All I can say (with no real proof as to why) is love more, then more again, expand more, and really contemplate the meaning of freedom. What is freedom to you? What do we really choose, free of our compulsions, our addictions?

By the way, I’m addicted—at the top of my list—to a compulsive search to fully understand what can never be understood. It sounds like a noble addiction, but it has its problems, its contractions, its own side-effects. A pursuit of something untenable seems to me to undoubtedly be a denial of something tenable, something beautiful. Who am I trying to reach? What am I trying to solve? What is the motivation of the compulsion?

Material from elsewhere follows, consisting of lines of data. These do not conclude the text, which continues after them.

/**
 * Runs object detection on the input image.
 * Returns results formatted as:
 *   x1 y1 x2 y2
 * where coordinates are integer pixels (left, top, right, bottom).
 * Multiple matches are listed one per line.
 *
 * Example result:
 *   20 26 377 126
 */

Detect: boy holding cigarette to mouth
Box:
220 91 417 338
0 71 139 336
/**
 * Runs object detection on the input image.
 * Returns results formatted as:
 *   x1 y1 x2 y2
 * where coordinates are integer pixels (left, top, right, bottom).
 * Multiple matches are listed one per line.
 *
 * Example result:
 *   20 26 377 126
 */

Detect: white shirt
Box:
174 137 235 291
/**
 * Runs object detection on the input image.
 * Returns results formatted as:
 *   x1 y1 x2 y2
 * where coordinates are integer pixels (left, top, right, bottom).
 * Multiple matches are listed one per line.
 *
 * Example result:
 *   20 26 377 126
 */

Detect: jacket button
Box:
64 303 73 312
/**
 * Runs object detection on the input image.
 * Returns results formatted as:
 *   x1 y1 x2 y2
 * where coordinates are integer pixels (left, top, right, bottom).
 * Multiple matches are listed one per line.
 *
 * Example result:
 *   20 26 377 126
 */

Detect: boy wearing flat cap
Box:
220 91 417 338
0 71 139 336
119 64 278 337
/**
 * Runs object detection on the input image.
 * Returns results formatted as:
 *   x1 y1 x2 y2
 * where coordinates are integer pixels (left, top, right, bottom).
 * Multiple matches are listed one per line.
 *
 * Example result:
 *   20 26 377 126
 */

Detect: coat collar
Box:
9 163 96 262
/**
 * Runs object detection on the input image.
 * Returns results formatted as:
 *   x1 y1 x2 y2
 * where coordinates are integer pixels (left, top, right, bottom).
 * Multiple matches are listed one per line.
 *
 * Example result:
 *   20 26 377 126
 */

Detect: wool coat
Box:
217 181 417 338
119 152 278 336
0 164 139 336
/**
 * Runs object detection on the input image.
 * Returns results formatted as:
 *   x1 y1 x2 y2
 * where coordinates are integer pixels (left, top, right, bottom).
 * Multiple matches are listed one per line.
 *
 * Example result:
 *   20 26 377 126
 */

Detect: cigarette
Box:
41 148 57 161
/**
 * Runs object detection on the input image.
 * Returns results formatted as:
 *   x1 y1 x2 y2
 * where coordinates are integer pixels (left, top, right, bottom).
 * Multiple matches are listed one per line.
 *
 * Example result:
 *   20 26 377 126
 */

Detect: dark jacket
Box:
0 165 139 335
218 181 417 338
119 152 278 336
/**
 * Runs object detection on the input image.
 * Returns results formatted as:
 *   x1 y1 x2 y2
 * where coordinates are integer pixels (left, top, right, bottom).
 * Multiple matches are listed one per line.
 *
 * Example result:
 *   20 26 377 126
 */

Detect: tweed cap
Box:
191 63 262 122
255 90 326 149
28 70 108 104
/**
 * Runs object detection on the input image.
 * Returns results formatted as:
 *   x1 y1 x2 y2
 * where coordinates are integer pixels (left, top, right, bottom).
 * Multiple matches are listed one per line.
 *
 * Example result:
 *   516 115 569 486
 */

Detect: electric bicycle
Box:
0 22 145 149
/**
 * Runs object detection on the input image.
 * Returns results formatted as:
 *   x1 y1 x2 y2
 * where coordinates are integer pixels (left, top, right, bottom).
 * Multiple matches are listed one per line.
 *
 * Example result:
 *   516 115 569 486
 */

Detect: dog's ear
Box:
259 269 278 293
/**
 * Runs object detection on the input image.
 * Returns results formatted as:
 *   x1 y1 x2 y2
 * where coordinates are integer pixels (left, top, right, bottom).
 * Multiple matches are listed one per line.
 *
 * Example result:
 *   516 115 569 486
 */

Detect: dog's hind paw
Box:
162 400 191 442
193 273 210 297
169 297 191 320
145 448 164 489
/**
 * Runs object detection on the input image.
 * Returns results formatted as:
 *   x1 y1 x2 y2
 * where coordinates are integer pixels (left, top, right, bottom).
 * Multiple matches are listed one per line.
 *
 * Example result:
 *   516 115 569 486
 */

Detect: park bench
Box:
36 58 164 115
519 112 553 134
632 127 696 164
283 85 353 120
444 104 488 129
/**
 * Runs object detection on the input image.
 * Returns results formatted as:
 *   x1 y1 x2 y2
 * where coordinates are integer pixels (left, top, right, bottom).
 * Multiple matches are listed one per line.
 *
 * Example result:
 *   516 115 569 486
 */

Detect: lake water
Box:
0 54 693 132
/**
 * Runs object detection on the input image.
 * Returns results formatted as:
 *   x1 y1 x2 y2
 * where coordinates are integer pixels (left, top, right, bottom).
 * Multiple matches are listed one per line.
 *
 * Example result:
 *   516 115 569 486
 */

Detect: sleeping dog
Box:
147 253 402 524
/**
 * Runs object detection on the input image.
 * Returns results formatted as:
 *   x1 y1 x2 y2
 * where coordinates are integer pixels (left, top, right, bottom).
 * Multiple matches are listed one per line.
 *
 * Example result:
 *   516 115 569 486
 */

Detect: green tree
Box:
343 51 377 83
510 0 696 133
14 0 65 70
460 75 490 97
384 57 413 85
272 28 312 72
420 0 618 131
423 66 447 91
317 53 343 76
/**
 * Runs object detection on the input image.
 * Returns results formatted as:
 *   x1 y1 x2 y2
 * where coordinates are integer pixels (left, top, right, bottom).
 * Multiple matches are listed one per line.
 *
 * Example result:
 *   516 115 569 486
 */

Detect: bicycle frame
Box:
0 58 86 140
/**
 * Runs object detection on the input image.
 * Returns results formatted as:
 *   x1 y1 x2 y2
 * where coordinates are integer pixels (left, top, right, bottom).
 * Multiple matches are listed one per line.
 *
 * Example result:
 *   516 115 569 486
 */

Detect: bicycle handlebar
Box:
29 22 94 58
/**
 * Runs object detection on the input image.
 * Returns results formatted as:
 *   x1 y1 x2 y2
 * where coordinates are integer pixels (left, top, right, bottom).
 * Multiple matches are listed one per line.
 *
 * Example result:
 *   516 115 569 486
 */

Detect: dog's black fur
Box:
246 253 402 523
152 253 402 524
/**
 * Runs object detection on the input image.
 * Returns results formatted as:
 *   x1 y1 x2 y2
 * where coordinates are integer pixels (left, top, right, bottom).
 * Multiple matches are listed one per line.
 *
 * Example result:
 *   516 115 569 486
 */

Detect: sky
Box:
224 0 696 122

Deeper breathing and consciously trying to love more, help a lot.

Lots of love to you,



2 Responses to “THE TEMPESTS WE LIVE IN: Pornography and pornographic news, and the habit-forming world we live in”

  1. Karen says:

    You covered a lot of territory here, but two things keeps coming to my mind concerning “the countless affairs, involving all of these famous married people.”

    First, I suspect folks follow these things because it takes their minds off their own troubles. I think there must be something better out there to keep one’s mind occupied.

    Second, yes, we are surrounded by pornographic images and lyrics arousing our physical bodies. Our physical nature drives us to procreate (or at least try) and spread our genes around. There is absolutely nothing wrong with that. It is what we were meant to do—reproduce via sex. I think part of the reason folks don’t like to discuss our sexual proclivities is because these urges come from a part of us that scares us a bit; our more “animal” side, so to speak.

    But we are different. We can make choices. In my opinion, fidelity is a choice we make. Nothing more. No magic happens when we fall in love that stops the eye from wandering.

    If you purchase a Monet for your living room wall, do you stop admiring all other great works of art? Absolutely not; however, you’ve invested in the Monet because that is what you choose to see first each morning and last each night. Once it’s part of your home you can study it intimately, seeing new detail and learning more about it, falling more in love with it each day. Or you can glance at it each day until it eventually becomes no more than part of the scenery around you, and you grow disinterested and look for a new piece of art. Fidelity is a choice; a decision.

    And to varying degrees, I think all addictions are a choice. The choice unfortunately often comes right at the beginning of a developing addiction, so some folks miss the opportunity to stop, but to enter into an addiction is none-the-less a choice.

    And you are so correct; an addition to understanding and truth can be just as debilitating and difficult as any other. We are such complex creatures.

    Love to you and those you love,

  2. Great comments, as always. We are so complex, my god. But the point you’re adding is vital, of course, about personal choices. Whatever is incompletely developed in our brain—dopamine receptors etc according to Gabor Mate—is another issue. I was just talking about the external stimuli, which is extraordinary. What we choose, how we’re raised, the association we keep. and finally personal choice, are absolutely vital, and the latter bottom line no matter what all the other facts are (and, as you say, of course, in [greatly] varying degrees). My old line comes to mind again: it’s not easy being human. Then again, I wouldn’t want to be anything else!

    Lots of love to you and all your kin!